How long have you been at RSA House?
5 years this October
Which was the first restaurant you worked in?
Hilaire in South Kensington where Simon Hopkinson cut his teeth.
What was the last London restaurant you went to?
Lima a Peruvian restaurant in Covent Garden, simple zesty food with very potent Pisco sours.
What or who has been the biggest influence on the way you cook and why?
My chef/owner Hilaire using fresh seasonal ingredients which wasn’t the norm when I first started.
What is your personal signature dish?
Seared foie gras on camapgrain toast, duck egg, green tomato & apple chutney.
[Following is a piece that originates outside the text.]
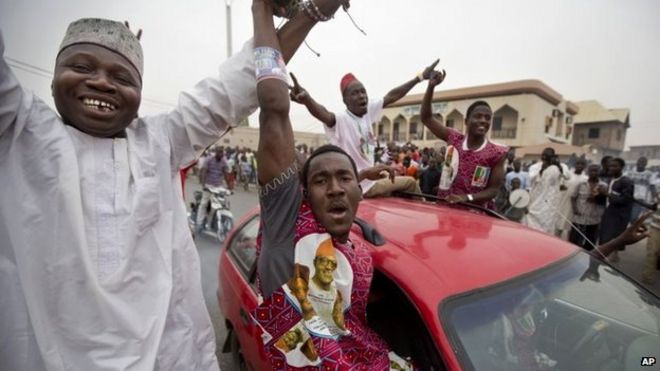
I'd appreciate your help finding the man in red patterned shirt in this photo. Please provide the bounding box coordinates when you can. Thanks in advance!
[421,71,508,208]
Which other chef’s) do you most admire?
Joël Robuchon who pioneered a new way of dinning at his Paris restaurant L’Atelier de Joël Robuchon, also a group of chef s focused on seasonal cooking during the late 80s and early 90s including Simon Hopkinson, Alastair Little and Shaun Hill.
What’s the best part of your job?
The creativity, which I feel is a subconscious need we require to be content & happy individuals.
And the worst?
The unsociable hours & the skills shortage facing the industry.
What would your last meal be?
If you know you’re going to die, comfort food is most likely what you’d go for.
Seared scallops, bacon, Jerusalem artichoke puree
Steak, chips & béarnaise
Rhubarb & apple crumble & custard
Do you have a chef’s shortcut that you can share with us?
Not a kitchen shortcut but one for home cooks, use Knorr stock pots a great substitute for homemade stocks (Marco Pierre White & Simon Hopkinson always had Knorr in their kitchens).